Background: Novel telemedicine platforms have allowed critical retinal screening to expand into primary care settings, making retinal screening no longer confined to specialty eye care clinics. This enhanced access has contributed to improved retinal screening for diabetic patients, particularly those treated in Federally Qualified Health Centers (‘safety net clinics’). While the implementation of telemedical screening for diabetic retinopathy within primary care settings is improving the delivery of critical preventative services, it is also introducing changes to clinic workflows, which in many cases are adding additional tasks and responsibilities to resource-constrained clinics.
Methods: A qualitative approach was employed to study the workflows and perspectives from a range of medical staff involved in the telemedicine platform for diabetic retinopathy screening and subsequent follow-up and treatment. Data were collected through in-depth, semi-structured interviews and extensive participant observation at three geographically-dispersed Federally Qualified Health Centers in California. Qualitative content analysis was performed using standard thematic analytic approaches within a qualitative data analysis software program.
Results: The insertion of telemedicine screening platforms, such as diabetic retinopathy screening, into primary care settings is creating additional strain on medical personnel across the diabetes eye care management spectrum. Although the reasons are diverse, central issues are related to scheduling patients, issuing referrals for follow-up care and treatment, and initiatives to improve adherence to treatment and diabetes management. These issues are overcome in many cases through medical staff performing workarounds, or working outside of their job descriptions, purview, and permission to move patients through the care continuum.

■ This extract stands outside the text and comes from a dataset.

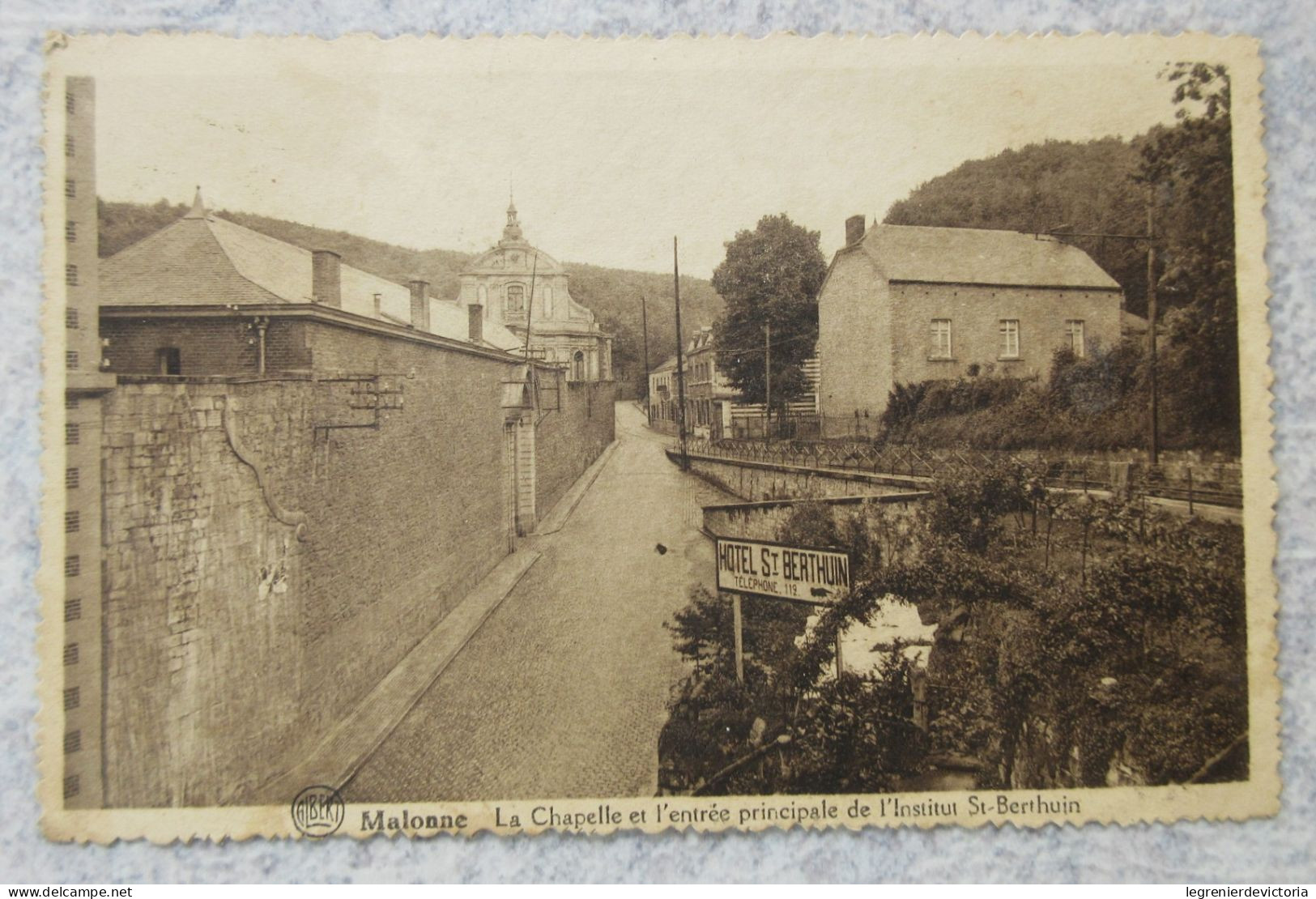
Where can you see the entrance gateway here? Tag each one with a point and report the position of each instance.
(798, 574)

Conclusions: This study demonstrates that the implementation of novel telemedical platforms induces the phenomenon of workarounds to account for additional tasks and patient volume within workflows introduced by a telemedicine screening program for diabetic retinopathy. Often benevolent and not self-serving, these workarounds should not be considered a sustainable model of healthcare delivery, but rather as an initial step to understanding how clinics can adapt to the inclusion of telemedicine. The presence of workarounds suggests that as novel telemedicine platforms are expanded, adequate staffing and resources, as well as the collaborative, cross-sectoral co-design of new work flows must be simultaneously provided. Systematically bolstering resources and staff would contribute to a more consistent success of telemedicine screening platforms, as well as more optimal treatment and prevention of disease.